Additionally with Option 1 and 2, you will need Suitable Dedicated Server hosting. Any old server won’t be “fit for purpose”, you one which is close to the nominet servers, and in general you are looking at £300+ per month, I just checked a reliable provider and the yearly price was £3,651.60 inc basic support. If you are competent with Linux server management, you can save some money there. Server management can be £150-300 per month depending on who, where and how much “support” you need. The support is generally to install software, update software, patch security issues, fix faults, etc.
Option 3: Lastly, you can lease or rent a “catch system”, these can be as high as £1,000 a month for the top catchers, who are usually self coders (Option 2), but the average is around £400 per month for the best chance systems. As with script purchases, there are other options available, I’m working on averages and easy for the context of this post.
Drop Lists and Metrics
In addition to Option 1, 2 and 3, you will need access to “Drop Lists”, which are lists of domains due to drop on specific days and often you need “Metrics” which is information such as how many back links a domain has, what domain authority it has, things like that. Metrics are a whole other category, and not for this post.

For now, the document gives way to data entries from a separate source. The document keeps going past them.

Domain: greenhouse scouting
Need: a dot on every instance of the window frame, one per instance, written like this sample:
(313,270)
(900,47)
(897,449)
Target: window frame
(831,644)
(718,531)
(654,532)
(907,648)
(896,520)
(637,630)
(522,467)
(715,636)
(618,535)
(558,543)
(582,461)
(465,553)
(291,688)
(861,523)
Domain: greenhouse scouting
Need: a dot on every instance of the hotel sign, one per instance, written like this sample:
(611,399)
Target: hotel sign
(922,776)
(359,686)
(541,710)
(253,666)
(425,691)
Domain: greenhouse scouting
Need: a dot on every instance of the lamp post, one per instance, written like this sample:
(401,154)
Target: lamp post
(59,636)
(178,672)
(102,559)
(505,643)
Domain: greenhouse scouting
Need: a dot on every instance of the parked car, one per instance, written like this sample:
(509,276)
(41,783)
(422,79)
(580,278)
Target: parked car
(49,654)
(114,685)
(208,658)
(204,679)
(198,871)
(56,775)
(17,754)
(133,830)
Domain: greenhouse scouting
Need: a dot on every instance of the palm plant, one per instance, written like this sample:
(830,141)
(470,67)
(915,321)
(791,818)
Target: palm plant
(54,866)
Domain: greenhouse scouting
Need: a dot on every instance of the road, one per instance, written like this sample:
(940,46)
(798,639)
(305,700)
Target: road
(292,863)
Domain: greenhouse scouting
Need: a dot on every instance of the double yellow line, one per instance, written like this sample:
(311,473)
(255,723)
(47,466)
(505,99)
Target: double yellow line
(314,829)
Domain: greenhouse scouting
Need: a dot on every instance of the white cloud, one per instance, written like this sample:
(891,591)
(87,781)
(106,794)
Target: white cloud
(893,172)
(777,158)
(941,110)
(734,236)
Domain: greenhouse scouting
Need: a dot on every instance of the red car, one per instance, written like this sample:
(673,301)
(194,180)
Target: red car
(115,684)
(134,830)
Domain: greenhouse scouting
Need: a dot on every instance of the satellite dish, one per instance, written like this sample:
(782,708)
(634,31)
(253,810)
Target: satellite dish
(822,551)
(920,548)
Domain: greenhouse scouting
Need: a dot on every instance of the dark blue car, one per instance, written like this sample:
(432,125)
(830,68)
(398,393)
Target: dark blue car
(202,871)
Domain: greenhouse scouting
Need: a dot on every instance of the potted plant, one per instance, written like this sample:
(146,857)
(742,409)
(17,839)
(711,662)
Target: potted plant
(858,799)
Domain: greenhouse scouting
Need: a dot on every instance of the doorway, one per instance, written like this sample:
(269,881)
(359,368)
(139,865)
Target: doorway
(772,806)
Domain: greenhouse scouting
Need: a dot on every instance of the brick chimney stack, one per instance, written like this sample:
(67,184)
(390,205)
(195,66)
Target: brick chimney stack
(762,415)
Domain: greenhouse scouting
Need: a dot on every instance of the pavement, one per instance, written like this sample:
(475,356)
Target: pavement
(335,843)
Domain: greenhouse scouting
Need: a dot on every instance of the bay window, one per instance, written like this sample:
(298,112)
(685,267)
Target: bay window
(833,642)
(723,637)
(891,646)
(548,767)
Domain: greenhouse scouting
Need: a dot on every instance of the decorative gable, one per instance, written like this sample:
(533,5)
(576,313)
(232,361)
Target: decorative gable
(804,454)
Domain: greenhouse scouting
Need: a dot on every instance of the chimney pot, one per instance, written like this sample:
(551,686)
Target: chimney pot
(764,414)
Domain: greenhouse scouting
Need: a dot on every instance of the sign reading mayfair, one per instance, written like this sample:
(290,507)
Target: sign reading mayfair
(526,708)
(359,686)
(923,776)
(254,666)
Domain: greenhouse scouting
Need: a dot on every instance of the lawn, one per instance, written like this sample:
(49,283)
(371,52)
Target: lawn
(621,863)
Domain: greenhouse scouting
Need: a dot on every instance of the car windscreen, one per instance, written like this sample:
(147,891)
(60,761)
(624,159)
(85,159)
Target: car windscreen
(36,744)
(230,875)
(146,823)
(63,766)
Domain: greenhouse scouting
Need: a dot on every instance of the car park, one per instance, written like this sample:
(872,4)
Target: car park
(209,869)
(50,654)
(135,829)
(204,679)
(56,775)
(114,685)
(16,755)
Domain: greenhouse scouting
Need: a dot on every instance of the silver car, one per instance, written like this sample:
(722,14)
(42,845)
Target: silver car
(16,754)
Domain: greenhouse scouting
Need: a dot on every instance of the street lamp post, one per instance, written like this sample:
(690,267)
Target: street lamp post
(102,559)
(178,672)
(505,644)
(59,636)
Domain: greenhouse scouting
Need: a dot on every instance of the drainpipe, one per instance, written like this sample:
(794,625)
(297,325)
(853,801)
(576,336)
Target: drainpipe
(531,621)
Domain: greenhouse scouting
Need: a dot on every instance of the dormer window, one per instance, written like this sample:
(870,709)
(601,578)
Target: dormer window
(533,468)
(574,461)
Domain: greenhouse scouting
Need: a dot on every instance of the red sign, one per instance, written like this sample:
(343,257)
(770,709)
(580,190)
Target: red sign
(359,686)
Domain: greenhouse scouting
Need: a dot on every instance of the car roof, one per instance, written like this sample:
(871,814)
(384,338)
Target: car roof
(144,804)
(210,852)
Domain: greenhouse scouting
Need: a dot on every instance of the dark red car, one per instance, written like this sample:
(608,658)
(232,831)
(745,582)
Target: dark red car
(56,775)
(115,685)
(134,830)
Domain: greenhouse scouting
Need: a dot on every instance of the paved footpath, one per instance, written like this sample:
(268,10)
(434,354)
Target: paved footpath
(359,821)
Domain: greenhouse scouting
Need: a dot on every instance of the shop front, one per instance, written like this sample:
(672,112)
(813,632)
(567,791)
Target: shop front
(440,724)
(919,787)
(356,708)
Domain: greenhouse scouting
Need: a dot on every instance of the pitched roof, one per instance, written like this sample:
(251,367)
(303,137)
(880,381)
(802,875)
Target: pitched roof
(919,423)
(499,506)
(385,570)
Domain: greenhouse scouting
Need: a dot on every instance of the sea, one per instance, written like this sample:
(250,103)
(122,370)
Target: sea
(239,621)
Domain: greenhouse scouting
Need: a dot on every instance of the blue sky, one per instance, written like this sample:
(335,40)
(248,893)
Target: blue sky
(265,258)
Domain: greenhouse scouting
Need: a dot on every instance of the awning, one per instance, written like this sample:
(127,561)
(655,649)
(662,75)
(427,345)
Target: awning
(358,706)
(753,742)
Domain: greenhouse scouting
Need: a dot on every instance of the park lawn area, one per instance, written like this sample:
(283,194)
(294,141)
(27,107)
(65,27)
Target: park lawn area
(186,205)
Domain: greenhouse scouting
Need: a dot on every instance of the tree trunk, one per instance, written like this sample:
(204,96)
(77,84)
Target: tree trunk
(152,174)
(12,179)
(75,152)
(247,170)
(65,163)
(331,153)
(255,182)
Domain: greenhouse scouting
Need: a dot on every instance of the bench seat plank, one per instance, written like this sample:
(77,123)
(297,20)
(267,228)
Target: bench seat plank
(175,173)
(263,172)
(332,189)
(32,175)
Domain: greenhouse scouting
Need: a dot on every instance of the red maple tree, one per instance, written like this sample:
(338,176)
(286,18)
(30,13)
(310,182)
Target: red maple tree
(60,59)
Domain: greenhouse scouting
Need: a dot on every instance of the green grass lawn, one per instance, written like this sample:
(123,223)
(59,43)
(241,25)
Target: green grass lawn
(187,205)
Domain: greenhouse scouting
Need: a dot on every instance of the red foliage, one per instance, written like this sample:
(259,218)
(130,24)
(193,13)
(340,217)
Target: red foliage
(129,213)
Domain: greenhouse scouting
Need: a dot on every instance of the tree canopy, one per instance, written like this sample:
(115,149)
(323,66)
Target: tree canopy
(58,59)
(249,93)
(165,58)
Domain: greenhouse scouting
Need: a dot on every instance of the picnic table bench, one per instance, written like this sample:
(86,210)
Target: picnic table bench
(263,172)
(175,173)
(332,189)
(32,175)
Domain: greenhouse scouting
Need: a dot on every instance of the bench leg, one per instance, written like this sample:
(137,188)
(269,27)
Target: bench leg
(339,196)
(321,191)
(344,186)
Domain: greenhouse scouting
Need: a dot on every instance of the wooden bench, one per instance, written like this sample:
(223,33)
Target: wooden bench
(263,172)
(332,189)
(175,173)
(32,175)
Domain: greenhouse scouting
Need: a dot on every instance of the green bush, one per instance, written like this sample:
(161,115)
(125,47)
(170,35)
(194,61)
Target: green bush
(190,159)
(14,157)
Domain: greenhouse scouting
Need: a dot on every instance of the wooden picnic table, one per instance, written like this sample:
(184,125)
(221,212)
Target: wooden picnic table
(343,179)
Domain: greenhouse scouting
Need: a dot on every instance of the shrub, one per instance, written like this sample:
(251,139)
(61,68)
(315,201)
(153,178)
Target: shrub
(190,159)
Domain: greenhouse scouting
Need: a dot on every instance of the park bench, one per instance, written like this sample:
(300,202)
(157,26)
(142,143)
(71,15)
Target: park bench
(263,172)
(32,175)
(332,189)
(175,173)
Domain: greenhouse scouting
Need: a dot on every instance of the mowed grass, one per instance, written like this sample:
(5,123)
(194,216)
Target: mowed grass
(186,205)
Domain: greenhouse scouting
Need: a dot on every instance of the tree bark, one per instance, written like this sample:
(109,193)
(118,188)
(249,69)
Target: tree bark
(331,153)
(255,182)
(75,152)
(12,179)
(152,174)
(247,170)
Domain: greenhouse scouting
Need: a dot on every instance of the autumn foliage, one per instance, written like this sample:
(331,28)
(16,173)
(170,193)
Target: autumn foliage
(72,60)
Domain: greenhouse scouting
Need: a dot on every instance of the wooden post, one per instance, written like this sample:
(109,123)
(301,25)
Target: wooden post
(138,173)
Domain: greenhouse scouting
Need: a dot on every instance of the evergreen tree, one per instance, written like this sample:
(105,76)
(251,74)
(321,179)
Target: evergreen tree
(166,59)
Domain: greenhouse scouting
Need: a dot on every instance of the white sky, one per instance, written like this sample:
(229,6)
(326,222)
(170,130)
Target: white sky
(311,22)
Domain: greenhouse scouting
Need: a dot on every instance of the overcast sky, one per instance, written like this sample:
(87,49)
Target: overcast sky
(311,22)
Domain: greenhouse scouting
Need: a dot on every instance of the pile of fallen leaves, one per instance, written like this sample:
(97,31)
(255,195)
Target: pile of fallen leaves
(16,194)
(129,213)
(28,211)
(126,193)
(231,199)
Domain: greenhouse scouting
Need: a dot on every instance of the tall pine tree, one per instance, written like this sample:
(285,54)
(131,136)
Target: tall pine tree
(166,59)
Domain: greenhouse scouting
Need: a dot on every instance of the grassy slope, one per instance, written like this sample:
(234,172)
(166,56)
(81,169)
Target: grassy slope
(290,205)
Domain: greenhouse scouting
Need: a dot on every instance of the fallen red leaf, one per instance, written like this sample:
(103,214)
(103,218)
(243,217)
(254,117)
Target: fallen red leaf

Some basic drop lists are free, others are up to £15 per month. Metrics Data can be upto £4o per month but includes drop lists. Again cheaper limited options do exist, DCE.co.uk is once such example.
Drop Lists take some time to go through, and it takes a degree of skill to know what is of value, and what is trash. This again isn’t for this post.
On top of this are the nominet registration costs, which are £5+.
Sales and Stock
Like all businesses, we have to hold stock, 100s or 1,000s or domain names, at £5ish per year. Sales are not regular, and we expect to sell around 5-10% of our stock per year, which means they need to sell at enough to cover our costs, pay our bills, buy new stock (which is from previous owners, auctions and catching) and pay wages on top.
The bottom line is, it isn’t cheap to operate in this niche. I hope this goes some way to explain why drop caught domains are not sold for the price they are purchased for. Its not the domain you are paying for, its the time and costs taken to obtain, the skill learned to recognise it and the money invested up to this point.
Drop Catching IS a business, and as such it has overheads. Above are just a few such overheads. Remember this when you’re looking buy.